Saliva has various functions, including:
- Supplies minerals to your teeth’s enamel
- Lubricates and moisturizes your mouth and throat
- Starts digestion by helping break down food with moisture and enzymes
- Manages the pH level (acidity) of your mouth
- Helps prevent cavities and gum disease
Saliva is produced by major and minor salivary glands located around your throat and mouth. You have three different types of glands that are responsible for supplying saliva:
- Submandibular glands, located below your chin
- Parotid glands, located below your ears
- Sublingual glands, located below your tongue
Various things can go wrong with your salivary glands and cause symptoms, including your submandibular glands. It’s essential to address the underlying cause of the symptoms you’re experiencing to improve your health and to prevent other medical problems in the future.
Complications of your submandibular gland may include:
Because your salivary glands’ main function is to produce saliva, they typically underproduce when not properly performing. This lack of saliva leads to a symptom known as dry mouth.
Causes that can lead to salivary underproduction include:
- Medical conditions
- Prescription medications, over-the-counter medications, and illegal drugs
- History of radiation therapy
Saliva contains salts that can accumulate into a stone, especially in those who are dehydrated, take illegal drugs, or have gout. Some experience pain with these stones, while others have no symptoms at all.

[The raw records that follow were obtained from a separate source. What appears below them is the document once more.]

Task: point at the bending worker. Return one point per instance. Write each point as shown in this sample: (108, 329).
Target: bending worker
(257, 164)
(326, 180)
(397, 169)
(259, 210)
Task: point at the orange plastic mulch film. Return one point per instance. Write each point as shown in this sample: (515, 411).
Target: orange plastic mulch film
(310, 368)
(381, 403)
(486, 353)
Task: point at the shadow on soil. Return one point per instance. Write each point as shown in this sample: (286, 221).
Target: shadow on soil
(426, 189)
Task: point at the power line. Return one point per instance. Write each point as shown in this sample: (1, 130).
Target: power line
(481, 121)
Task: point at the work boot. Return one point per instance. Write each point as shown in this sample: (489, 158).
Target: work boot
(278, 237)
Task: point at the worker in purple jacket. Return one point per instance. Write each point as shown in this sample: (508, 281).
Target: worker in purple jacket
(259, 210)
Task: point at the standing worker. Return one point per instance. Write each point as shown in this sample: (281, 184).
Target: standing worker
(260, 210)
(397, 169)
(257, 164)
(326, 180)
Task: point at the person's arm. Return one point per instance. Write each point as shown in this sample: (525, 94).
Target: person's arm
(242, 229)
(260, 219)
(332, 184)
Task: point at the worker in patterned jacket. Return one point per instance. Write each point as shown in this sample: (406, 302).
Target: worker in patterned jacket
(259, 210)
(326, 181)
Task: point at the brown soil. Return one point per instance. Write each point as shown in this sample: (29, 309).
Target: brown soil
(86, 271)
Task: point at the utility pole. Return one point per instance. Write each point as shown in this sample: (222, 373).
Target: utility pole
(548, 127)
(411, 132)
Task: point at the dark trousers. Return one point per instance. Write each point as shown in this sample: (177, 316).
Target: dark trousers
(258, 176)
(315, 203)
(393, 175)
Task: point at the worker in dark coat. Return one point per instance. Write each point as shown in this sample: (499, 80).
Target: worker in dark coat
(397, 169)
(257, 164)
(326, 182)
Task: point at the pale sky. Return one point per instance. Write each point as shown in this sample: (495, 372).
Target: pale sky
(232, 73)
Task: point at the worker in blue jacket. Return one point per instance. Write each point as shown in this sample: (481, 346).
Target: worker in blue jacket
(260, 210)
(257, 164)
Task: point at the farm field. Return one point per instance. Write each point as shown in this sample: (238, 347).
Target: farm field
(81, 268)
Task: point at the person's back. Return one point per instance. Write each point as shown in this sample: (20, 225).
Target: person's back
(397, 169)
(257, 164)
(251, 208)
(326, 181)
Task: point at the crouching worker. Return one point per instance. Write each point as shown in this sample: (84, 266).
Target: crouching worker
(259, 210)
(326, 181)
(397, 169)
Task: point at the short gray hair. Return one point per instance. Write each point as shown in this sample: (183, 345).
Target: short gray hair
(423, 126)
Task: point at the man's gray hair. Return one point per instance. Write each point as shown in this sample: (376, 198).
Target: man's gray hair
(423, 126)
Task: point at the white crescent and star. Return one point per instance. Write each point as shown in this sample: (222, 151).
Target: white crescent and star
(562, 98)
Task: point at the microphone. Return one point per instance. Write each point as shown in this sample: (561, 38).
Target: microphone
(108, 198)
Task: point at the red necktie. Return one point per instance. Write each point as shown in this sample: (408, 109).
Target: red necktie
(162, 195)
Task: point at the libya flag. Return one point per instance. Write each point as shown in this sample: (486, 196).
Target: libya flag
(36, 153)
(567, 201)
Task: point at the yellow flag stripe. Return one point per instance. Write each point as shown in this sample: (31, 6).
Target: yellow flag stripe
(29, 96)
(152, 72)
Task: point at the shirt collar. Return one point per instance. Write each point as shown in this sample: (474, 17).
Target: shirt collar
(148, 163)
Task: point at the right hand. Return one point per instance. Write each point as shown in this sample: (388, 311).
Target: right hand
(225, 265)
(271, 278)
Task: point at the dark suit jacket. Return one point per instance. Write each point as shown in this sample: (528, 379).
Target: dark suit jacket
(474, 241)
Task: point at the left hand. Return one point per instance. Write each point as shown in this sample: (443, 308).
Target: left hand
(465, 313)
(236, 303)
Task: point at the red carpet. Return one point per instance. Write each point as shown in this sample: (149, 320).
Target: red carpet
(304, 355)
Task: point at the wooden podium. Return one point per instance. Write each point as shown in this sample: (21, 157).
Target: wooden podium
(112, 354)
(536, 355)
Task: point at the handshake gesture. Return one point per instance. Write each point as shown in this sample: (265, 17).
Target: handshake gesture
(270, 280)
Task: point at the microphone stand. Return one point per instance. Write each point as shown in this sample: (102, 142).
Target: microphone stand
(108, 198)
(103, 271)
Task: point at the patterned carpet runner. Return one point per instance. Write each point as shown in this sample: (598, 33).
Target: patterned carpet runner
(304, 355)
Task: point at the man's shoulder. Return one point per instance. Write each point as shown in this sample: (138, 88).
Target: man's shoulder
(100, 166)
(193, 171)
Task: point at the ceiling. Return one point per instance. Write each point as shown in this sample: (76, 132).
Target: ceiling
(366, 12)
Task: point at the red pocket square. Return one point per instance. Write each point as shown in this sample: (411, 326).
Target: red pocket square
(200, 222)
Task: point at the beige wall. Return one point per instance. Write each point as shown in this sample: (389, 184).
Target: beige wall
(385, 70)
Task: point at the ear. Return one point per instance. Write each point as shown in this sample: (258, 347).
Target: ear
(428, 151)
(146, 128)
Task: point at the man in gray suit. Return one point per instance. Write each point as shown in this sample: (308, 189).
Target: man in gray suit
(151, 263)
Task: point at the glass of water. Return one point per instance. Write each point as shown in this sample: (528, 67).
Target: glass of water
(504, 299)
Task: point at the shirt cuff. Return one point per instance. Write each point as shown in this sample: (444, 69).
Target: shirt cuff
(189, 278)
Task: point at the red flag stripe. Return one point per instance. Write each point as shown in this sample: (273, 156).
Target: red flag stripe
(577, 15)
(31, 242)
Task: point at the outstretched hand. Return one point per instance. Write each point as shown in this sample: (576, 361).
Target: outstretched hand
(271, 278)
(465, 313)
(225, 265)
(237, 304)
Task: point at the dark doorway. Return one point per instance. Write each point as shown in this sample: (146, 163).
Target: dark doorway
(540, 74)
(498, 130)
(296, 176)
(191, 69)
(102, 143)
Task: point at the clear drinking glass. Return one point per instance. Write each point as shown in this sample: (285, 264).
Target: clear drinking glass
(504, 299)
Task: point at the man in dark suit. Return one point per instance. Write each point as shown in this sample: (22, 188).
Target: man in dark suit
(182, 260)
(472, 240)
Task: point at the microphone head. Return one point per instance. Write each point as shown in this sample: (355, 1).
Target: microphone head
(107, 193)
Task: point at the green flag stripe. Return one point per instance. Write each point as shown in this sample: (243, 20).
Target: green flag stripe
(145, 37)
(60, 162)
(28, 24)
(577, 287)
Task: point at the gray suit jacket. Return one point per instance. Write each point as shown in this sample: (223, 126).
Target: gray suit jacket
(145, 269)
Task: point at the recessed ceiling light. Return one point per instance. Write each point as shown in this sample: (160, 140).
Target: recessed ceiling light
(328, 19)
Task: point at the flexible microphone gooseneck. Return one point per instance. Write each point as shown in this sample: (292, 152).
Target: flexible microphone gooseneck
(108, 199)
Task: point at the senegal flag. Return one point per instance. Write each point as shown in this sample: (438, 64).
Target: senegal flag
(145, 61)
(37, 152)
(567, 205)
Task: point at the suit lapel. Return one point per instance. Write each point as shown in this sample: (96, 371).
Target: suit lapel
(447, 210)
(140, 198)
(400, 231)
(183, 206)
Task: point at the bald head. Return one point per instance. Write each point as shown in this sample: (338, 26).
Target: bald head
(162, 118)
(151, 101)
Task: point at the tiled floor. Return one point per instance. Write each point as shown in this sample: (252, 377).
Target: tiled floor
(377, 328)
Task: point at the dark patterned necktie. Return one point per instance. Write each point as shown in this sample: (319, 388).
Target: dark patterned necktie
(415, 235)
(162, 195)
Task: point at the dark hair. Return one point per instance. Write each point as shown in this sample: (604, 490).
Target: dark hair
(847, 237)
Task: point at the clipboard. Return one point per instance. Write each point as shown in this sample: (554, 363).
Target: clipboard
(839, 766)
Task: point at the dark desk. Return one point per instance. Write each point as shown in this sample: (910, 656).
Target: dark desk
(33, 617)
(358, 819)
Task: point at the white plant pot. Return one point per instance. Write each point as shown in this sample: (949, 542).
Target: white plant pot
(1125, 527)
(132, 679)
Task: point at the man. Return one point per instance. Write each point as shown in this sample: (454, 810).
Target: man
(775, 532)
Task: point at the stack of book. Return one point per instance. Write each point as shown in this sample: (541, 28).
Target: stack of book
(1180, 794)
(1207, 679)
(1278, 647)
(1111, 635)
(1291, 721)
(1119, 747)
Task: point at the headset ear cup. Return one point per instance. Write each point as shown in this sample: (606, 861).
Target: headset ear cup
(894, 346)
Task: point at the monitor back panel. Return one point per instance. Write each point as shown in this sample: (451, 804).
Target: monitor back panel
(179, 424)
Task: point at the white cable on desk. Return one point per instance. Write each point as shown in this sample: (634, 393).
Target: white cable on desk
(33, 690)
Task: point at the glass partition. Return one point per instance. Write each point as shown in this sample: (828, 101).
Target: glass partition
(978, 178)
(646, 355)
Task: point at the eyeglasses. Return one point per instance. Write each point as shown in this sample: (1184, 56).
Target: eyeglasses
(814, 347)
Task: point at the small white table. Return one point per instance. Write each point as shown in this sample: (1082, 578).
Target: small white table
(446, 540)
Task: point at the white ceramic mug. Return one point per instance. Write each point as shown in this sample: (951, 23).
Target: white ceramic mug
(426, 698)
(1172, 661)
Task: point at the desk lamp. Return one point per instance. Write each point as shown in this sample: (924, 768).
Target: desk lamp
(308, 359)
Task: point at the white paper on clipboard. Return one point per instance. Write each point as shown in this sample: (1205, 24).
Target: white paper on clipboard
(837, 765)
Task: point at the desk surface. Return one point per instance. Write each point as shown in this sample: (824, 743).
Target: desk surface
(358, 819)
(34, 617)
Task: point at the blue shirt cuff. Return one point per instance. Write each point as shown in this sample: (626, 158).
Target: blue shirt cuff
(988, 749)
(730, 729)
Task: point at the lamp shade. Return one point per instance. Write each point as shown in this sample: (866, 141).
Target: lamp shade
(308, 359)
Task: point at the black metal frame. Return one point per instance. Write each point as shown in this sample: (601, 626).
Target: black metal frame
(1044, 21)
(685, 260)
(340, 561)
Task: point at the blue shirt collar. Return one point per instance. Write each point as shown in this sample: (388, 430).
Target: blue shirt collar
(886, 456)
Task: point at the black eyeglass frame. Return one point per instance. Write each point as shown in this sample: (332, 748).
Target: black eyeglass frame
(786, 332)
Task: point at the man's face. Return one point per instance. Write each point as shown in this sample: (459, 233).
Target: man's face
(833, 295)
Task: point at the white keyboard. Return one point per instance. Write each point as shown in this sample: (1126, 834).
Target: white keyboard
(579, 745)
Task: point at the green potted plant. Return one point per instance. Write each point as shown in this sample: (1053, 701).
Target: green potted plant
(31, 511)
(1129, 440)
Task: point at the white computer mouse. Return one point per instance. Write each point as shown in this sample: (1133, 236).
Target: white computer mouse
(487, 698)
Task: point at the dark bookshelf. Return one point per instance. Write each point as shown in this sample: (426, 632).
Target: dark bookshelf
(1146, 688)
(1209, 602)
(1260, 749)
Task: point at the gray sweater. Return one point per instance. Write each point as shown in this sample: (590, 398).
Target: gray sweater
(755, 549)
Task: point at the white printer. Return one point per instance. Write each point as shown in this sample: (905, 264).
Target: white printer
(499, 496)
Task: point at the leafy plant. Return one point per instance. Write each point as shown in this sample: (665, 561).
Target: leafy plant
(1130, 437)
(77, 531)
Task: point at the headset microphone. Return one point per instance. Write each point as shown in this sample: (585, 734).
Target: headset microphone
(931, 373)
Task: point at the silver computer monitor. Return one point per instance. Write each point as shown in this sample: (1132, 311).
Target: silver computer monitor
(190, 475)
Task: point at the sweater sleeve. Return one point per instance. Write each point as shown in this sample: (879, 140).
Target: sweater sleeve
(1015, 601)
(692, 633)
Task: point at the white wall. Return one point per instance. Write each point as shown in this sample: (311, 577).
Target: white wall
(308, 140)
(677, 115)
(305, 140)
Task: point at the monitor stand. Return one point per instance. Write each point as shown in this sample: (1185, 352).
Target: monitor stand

Those with stones are more likely to develop an infection, and a stone can sometimes block your duct, leading to pain and swelling.
Inflammation of your salivary glands (also known as sialadenitis) is a rare condition most often caused by virus or bacteria, according to the Cleveland Clinic. This condition is more likely to occur if you’re recovering from surgery, ill, elderly, dehydrated, or have poor nutrition, oral hygiene, or a weakened immune system.
Other health conditions like Sjögren's syndrome, rheumatoid arthritis, and lupus can also cause enlarged salivary glands, according to the Merck Manuals. Swelling can also result from tumors, but it’s important to remember that some tumors are benign (harmless) while some are cancerous.
If you’re experiencing symptoms or believe you have an issue with your salivary glands, it’s vital to schedule an appointment with your dental or medical professional for expert diagnosis and treatment recommendations.
During diagnosis, your dental or medical professional may recommend further tests to help determine the source of your symptoms.
Tests to diagnose your submandibular gland condition may include:
- Cultures (for infection)
- Imaging (including x-rays, CT scans, or MRI scans)
Determining the proper treatment for your condition will vary depending on your individual health and its underlying cause. You’ve done a great job by educating yourself on your submandibular gland's anatomy and associated health conditions.
This article is intended to promote understanding of and knowledge about general oral health topics. It is not intended to be a substitute for professional advice, diagnosis or treatment. Always seek the advice of your dentist or other qualified healthcare provider with any questions you may have regarding a medical condition or treatment.